World roundup: March 12 2025
Stories from Syria, the Democratic Republic of the Congo, Ukraine, and elsewhere
TODAY IN HISTORY
March 12, 1930: Mahatma Gandhi leads a 24 day march covering more than 240 miles from the Sabarmati Ashram in Gujarat to the village of Dandi, known as the “Salt March” or the “Dandi March.” Gandhi’s aim was to protest the British monopoly on salt production, so he and his followers manufactured their own salt at Dandi after arriving there on April 6, in violation of the 1882 British Salt Act. The march was a landmark event in both the conception of non-violent protest and the Indian independence movement.

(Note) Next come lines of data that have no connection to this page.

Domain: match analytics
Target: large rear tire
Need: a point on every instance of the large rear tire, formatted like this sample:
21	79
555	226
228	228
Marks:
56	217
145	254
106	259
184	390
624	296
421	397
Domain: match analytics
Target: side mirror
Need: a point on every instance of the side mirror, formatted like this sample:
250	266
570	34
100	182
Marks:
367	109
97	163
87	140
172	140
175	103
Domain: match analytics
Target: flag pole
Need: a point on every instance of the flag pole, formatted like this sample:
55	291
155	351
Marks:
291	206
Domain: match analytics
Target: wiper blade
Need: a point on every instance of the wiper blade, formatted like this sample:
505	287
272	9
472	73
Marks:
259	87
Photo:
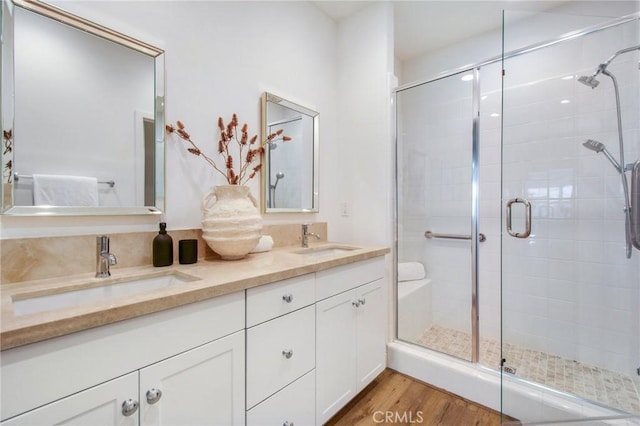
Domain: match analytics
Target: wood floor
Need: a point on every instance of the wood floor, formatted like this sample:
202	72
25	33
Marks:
394	398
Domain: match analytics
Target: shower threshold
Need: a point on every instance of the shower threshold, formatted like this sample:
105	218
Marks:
593	383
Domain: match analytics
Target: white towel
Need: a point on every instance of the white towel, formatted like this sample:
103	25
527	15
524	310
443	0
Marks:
409	271
59	190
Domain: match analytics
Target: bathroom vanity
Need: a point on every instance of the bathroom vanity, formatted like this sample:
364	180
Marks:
284	337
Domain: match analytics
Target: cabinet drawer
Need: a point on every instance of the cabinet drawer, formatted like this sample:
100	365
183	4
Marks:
270	366
294	404
342	278
273	300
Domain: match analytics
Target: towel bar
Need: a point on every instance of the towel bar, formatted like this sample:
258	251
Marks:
429	235
17	177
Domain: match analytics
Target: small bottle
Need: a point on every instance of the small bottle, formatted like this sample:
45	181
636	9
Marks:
162	247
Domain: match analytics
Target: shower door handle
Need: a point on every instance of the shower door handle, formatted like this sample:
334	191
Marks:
634	203
527	217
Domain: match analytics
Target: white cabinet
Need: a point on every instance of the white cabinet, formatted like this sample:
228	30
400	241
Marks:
278	352
204	386
194	354
350	347
291	352
293	405
281	349
100	405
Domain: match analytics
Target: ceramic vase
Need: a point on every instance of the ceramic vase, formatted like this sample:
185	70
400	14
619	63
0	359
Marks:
231	221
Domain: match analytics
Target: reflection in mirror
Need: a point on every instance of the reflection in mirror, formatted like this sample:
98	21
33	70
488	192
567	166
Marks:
289	170
86	116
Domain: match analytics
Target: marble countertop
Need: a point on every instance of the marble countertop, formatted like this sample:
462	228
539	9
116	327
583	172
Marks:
211	278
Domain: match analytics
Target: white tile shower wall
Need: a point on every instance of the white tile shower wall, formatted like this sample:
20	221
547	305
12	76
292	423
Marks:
573	294
435	177
569	289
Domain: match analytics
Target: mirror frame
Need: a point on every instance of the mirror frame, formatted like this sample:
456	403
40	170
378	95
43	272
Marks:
315	196
7	111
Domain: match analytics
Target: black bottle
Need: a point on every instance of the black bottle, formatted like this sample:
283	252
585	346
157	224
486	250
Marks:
162	247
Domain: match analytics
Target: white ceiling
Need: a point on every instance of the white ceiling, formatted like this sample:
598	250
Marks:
425	25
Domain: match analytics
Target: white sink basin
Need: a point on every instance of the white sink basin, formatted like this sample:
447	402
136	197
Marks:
111	289
325	250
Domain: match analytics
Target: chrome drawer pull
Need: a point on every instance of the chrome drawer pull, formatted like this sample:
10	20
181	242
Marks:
288	353
153	395
129	407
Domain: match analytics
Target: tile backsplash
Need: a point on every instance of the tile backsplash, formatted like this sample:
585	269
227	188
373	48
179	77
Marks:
24	259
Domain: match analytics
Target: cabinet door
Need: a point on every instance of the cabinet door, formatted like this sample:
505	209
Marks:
99	405
371	332
335	353
203	386
293	405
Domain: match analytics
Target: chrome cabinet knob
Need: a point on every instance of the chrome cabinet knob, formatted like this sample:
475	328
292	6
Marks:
129	407
153	395
287	353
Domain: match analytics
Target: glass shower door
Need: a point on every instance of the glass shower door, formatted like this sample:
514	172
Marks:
434	194
570	295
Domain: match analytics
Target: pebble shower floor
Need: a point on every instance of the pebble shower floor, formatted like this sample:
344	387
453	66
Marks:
596	384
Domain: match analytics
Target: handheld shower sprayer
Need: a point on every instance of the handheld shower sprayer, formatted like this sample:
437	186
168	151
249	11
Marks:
599	147
279	175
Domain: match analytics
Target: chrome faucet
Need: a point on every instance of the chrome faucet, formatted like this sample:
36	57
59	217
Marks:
104	258
306	234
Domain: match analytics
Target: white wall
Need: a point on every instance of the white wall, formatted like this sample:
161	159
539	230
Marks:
360	179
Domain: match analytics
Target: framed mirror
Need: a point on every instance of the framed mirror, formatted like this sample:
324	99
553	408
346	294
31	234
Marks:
289	169
82	116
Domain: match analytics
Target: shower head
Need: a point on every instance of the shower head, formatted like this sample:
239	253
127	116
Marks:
594	145
590	81
599	147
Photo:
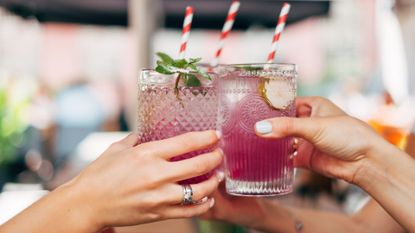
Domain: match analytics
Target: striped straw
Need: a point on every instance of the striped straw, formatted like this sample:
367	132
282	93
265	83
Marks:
187	24
227	27
278	30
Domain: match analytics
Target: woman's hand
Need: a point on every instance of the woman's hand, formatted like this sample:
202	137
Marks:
128	184
133	184
334	144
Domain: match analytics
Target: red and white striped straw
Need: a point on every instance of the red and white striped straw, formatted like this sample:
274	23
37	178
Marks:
227	27
278	30
187	24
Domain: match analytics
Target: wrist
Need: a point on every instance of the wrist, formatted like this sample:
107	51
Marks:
78	208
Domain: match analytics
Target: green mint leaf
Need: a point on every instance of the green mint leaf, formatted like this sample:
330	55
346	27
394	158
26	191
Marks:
165	58
180	63
200	71
192	81
164	68
194	60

March 12, 1938: Nazi Germany occupies Austria in an event known as the Anschluss. Uniting Austria and Germany was one of the primary tenets of the Nazi Party and the most important component of its Heim ins Reich project to incorporate all ethnic Germans into a “Greater Germany.” The Nazi occupation, which was welcomed by many Austrians, rendered irrelevant a planned referendum on unification that Austrian Chancellor Kurt Schuschnigg had scheduled for the following day.
MIDDLE EAST
SYRIA
Reuters, citing “six sources,” reported on Wednesday that the Trump administration “encouraged” the Syrian Democratic Forces group to come to terms with authorities in Damascus on the integration agreement they reached earlier this week. Buried deeper in the story is a possible explanation for this encouragement, which is that “the Pentagon has started developing plans” in case Donald Trump eventually orders a US military withdrawal from Syria. Trump attempted such a withdrawal in his first term only to back down in the face of opposition from within his own administration as well as concern that the US would be abandoning the SDF to a potential Turkish invasion. The SDF’s new deal with Damascus should, if it’s successfully implemented, forestall a potential conflict with Turkey, removing one obstacle to revisiting Trump’s earlier idea.